Um dos auxiliares, o Sr. Neves, que andava sempre com um sapato esfrangalhado e com os cantos da boca a espumejar, recebia os veteranos e os caloiros com uma hostilidade encenada, pois era a sua tática de manter o respeitinho e a distância daqueles adolescentes borbulhentos com as hormonas aos saltos.

Entrei na polivalente.  Respirei fundo e palavra, que o meu último suspiro foi ouvido em eco!
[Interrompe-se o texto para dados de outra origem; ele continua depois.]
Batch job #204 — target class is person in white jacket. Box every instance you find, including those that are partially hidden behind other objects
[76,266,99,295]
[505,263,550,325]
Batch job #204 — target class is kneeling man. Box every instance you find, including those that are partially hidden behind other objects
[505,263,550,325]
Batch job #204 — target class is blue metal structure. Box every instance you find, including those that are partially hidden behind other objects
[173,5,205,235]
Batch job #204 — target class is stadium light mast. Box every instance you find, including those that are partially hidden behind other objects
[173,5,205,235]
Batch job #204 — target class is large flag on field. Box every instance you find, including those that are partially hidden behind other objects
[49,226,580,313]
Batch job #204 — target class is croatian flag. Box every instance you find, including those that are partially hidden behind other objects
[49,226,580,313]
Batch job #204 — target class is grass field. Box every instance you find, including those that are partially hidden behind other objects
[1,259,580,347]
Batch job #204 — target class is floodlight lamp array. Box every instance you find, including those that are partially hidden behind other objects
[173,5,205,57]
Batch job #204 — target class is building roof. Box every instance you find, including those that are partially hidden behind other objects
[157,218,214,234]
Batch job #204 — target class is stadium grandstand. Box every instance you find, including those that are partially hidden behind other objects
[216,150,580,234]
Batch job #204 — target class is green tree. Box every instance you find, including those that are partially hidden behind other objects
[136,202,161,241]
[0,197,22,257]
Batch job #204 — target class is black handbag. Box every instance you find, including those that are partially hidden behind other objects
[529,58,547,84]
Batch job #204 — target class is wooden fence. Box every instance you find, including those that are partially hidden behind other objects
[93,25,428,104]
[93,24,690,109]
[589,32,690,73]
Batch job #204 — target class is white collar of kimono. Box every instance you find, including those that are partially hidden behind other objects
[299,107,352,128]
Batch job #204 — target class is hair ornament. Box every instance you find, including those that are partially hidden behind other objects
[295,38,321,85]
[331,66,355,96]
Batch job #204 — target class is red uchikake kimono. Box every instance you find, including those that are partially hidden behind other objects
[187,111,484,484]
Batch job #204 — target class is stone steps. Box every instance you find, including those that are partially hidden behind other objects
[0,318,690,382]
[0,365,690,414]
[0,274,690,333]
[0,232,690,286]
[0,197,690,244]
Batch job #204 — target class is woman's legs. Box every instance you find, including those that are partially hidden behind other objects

Toda a minha jovem carcaça exalava medo e aqueles predadores de olfato apurado, deram logo por mim. Senti-me caça, um Bambi esquecido na floresta à procura de sua mãe, um Winnie de Poo desprotegido e abandonado no escuro, com uma feridinha na perna. Ninguém sabia que tinha vindo de uma escola particular, excepto duas raparigas ex-alunas do colégio que tinham saído anos antes de mim  e com medo que as denunciasse, (dado que agora eram tidas com as mazonas da escola), fizeram-me a vida negra nos primeiros meses. Perseguiam-me, insultavam-me e ameaçavam-me com tau tau, caso dissesse a alguém que anos atrás, tinham sido meninas de coro. O karma é lixado e a vingança veio mais tarde. Adiante.

 

Os alunos dividiam-se por grupos. Os betos, os metaleiros, os assim-assim, os cromos e o grupo dos que já tinham bigode, borbulhas com pus branco no queixo, óculos fundo de garrafa, dentes tortos, calças de tyrilene compradas no mercado e sapatilhas “Naike”. Não me inseri em nenhum dos grupos, apesar de ter características de todos.

 

Betos: Os rapazes vestiam pólo da Burberrys comprado no mercado, calça de ganga Levis, sapato vela. Elas, pólo da Benetton, argolas e fio de prata, cabelo aloirado. Tomavam banho todos os dias, forravam os dossiers com papel autocolante e tinham um estojo todo bonitinho comprado numa papelaria pela avó ou pela mãe. Chegavam à escola de carro e davam um beijinho de despedida aos papás. Bons alunos, eram os que subornavam os professores com elogios, sorrisos e enalteciam as profissões dos papás. Gostavam de ganzas.

 

Metaleiros: Mesmo com 40ºC vestiam camisola e calça preta preta apertada com alfinetes na lateral, tinham cabelos compridos lavados uma vez por semana e gostavam de abanar a cabeça ao som de gajos que regurgitavam e saltavam em cima do palco, enquanto faziam como que num ritual, um gesto com dois dedos, um sinal de reverência ao capeta, também conhecido por Ozzy Osbourne. Adoravam guitarras e eram exímios a tocar guitarra invisível. Diziam que adoravam o diabo, mas cagavam-se de medo quando faltava a luz em casa. Gostavam de snifar cola UHU e fumavam ganzas.

 

Assim-assim: eram tão tímidos, reservados e assustados, que há quem afirme que existam somente dois ou três exemplares desta espécie. Não há avistamento suficiente desta raça para que se possa fazer uma descrição sólida e verossímil.

 

Cromos: nunca faltavam às aulas, mas denunciavam os que faltavam. Eram bons alunos, mas egoístas e sovinas. Sentavam-se na primeira fila e no início do ano letivo já tinham lido a matéria a estudar. A maioria ambicionava entrar para Direito, História,  Ciências Farmacêuticas ou Medicina. A maioria toma antidepressivos e não consegue arranjar emprego por excesso de habilitações.

 

Entrei na polivalente, devagar, a medo. Ao longe, vi uma moça conhecida que vivia na  minha terra e para ela me dirigi aos saltinhos, feliz e contente por ver uma cara conhecida.

Era o meu primeiro dia de aulas. Era o meu primeiro dia de aulas naquela escola apinhada de rapazes e raparigas, críticos e maus. Pisei um atacador. Caí. No meio da polivalente. De joelhos. No meu primeiro dia de aulas.